The plane shook violently.
“Two fifty.”
“Now!” Pete shouted.
I could feel the plane shudder as it banked hard and pointed its wingtip at the rushing water.
We came around the corner of the cliff. The control cables groaned, the airframe rattled, and the wind slapped sideways at the plane. A scarlet hillside hurtled toward us; at its foot a rocky beach.
“Fifty feet.”
“Brace!”
He pulled up the nose, and we splashed down onto the waves. Seconds later we struck the shore. The plane banged across the stony beach. The impact dislodged a staking post. It pierced the netting and
shot into the cockpit, grazed Pete’s seat, and smashed out through the windshield like a missile. The metal pontoons made a high-pitched screeching noise as they plowed into some boulders. The aircraft lurched violently sideways and stopped.
8
A fter the shriek of tortured metal, there was nothing but the murmur of wind in the sheltered bay, the ticking of the engine, and the sound of water breaking on the shore. The plane teetered, then settled with a crunch.
“Lily?”
“Alex, Mitzi’s hurt!”
I snapped off my seat belt and clambered out of the tilting cockpit. Mitzi lay sprawled across two seats. Her skin was ashen and her body shaking. The staking post had ripped open the inside of her thigh. It was a dirty, deep wound, but it wasn’t pulsing, so the artery wasn’t cut.
I grabbed the medic’s kit, mopped up the blood, and sprayed the wound with antiseptic. Another aerosol contained an agent called Quick Clot. I sprayed it onto the laceration. Then I ripped open a compression bandage and bound it tightly into place with pink elastic tape.

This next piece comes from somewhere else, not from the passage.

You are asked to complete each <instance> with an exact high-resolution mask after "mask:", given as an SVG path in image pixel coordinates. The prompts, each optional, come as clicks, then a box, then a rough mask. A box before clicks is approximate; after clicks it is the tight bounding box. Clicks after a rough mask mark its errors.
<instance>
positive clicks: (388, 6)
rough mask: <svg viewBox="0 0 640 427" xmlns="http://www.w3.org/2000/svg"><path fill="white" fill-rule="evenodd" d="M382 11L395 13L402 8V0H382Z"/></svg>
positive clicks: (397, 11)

The operations woman in charge of our field equipment was an Afghan vet who’d suffered battlefield wounds. She was the one who always packed the medical kit. I found a package of Actiq and took one out. Actiq is basically a lollipop made of fentanyl. Mitzi put it in her mouth. In a few minutes, her breathing looked easier. I opened a little case full of morphine patches and applied one to her hip. It would kick in before the fentanyl wore off.
“Is she OK?” Pete said when I leaned back into the cockpit.

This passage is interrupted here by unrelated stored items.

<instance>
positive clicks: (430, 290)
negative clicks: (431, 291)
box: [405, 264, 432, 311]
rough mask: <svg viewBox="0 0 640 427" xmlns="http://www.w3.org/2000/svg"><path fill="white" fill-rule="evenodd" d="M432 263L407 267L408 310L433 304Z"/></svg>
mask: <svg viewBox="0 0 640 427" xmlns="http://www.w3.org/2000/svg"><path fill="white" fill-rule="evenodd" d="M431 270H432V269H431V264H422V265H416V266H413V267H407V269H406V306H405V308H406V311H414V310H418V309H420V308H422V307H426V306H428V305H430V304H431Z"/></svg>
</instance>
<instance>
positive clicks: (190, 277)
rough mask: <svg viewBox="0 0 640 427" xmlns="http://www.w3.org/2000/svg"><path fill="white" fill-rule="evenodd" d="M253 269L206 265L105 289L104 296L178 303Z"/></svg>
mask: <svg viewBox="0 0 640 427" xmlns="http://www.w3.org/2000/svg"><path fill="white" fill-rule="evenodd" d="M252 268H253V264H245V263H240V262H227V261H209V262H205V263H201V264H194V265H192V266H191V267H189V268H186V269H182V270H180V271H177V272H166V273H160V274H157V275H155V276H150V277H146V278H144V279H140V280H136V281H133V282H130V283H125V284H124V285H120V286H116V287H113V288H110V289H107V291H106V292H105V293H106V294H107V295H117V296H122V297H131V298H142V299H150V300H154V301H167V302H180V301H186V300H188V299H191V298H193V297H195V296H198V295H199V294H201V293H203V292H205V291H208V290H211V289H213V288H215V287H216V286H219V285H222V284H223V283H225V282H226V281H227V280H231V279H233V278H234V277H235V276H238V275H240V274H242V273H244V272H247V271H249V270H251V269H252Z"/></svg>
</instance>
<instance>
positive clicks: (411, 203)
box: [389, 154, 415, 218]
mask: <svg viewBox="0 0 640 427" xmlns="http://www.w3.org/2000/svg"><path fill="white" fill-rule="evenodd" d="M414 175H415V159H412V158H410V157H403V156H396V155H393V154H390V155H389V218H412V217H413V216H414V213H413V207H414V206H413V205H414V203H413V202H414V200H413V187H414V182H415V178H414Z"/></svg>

“For now,” I said. “You all right?”
The staking post had ripped his jacket, but he didn’t seem to be bleeding.
“I think my shoulder’s dislocated,” he said. He was leaning to peer through the shattered window, scanning the lake for a sign of the Caravan. The cloud was almost gone, torn into strips and flung away by the wind. Sunlight glinted on the gunmetal water.
“Better get out of the cockpit,” I said. “If the Caravan lands out there, they can sit on the water and shoot us up inch by inch.”
He shook his head. “Listen,” he said.
The rise and fall of engine noise on the wind, faint at first. The sound grew, amplified by the rocky slopes around us. They were coming. We watched the headland. The sound clattered among the rocks, yet no sign of the Caravan.